For much of the past few seasons, since the proof of the aliens in Fight the Future, The X-Files has had to struggle to balance that question with some of its clever story ideas, like the witty idea of twins who strive to annihilate each other like matter and antimatter in "Fight Club" or the dopey vampires bumbling around in "The Pine Bluff Variant." It's going to be even harder without Mulder and his witticisms; I just don't see how Scully could possibly concentrate on things like kids who can pull down lightning or Amish people who regenerate in mud when her partner (and possibly her lover) is missing, and I can't imagine that the X-Files core audience will have much patience for such questions either.
It would be fun to see some of the people Mulder and Scully have helped in the past come forward now. The weatherman from "The Rain King." The Post-Modern Prometheus. The ghosts of the Internet from "Kill Switch." Frank Black. Garry Shandling - OK, maybe not the latter. This series has a perfect opportunity for some gimmick casting and crossovers that would actually make sense. If I were Scully, for instance, I would seek out Sydney Bloom's family from VR.5 for assistance, thus potentially resolving a great Fox mystery that was abandoned years earlier. The X-Files has uncanny skill in casting supporting players, many of whom have earned Emmy nominations in turn - whether it's that they attract really good actors or that average actors shine given the material, I'm not sure.
I do know that Mulder has uncanny chemistry with virtually everyone he works with. Scully's 50-50; sometimes she blossoms, but sometimes she seems to withdraw into herself. Again, this is something I attribute more to how Scully is characterized than to Anderson's acting. Scully seemed to thaw considerably in the latter half of this season - even forgetting the question of whether she and Mulder became lovers - which made for nice interaction with people she might have sneered at in the past.

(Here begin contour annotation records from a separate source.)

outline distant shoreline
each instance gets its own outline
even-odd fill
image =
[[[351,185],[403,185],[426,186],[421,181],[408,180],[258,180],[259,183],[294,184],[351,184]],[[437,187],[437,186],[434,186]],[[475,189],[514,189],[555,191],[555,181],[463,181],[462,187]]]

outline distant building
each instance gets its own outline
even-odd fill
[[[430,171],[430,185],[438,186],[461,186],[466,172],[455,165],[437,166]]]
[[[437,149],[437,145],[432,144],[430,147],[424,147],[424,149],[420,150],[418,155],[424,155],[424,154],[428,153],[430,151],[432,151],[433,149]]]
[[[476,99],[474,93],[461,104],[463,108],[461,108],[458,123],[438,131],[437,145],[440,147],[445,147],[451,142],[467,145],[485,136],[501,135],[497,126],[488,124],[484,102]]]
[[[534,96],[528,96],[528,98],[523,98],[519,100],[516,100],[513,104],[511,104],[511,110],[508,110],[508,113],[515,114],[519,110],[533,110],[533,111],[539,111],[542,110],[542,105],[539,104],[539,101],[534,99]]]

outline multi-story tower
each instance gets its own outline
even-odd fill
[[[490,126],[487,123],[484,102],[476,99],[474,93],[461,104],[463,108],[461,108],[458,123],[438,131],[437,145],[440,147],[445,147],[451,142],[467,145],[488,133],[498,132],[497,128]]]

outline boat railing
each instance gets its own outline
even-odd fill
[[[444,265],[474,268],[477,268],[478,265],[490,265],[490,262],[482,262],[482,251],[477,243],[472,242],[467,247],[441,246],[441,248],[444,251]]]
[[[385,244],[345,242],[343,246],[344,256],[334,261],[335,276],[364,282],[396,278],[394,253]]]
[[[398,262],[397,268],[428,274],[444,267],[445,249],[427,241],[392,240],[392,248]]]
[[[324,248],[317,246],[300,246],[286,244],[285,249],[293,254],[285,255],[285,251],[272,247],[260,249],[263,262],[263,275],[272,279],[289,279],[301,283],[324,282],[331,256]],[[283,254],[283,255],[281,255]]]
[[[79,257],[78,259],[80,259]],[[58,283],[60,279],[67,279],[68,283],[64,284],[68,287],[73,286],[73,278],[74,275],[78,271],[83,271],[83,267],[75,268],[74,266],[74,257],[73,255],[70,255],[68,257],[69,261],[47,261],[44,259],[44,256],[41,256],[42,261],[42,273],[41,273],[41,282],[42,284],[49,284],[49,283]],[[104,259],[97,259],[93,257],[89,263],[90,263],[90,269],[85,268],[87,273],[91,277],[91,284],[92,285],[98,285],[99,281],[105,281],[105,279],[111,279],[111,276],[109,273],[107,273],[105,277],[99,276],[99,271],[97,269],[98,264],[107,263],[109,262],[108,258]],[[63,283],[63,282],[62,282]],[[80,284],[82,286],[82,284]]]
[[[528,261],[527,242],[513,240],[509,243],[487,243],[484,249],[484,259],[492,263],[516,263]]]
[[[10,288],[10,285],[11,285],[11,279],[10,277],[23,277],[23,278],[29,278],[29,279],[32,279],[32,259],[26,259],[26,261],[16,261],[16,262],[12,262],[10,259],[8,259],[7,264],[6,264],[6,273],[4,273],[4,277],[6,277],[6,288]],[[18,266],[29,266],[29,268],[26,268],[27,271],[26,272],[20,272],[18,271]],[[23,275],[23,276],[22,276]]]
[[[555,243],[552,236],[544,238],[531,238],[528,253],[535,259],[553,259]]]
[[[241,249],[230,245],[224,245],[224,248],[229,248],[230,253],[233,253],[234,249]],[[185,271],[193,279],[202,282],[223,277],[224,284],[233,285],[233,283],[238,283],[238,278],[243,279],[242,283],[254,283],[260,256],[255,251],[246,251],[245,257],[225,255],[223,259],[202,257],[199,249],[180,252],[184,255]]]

Reportedly, next season Scully will be getting a new partner to work with. Thematically, I'm not sure that's necessary. I'd rather watch her work with Skinner, and I'm sure many others agree. But, if The X-Files is going to continue beyond the tenure of Duchovny and Anderson, it's necessary to bring in some new agents to work on their cases. Clearly Spender and Fowley won't be taking over again, after all. This could be a terrible mistake that makes us all wish the show had just been cancelled, or it could be what Fox hopes it will be - an infusion of new blood which will give the series new life and new inspiration.
Let's hope that with the Lone Gunmen taking their own peculiar breed of humor and chaos to their own series, The X-Files does not go the way of Star Trek sequels, recycling and diluting what originally made it compelling. Rather, let's hope it works like Angel and Buffy, expanding in several new directions with new characters. There's an awful lot of cosmos to be explored at the human level as well as the extraterrestrial and political planes.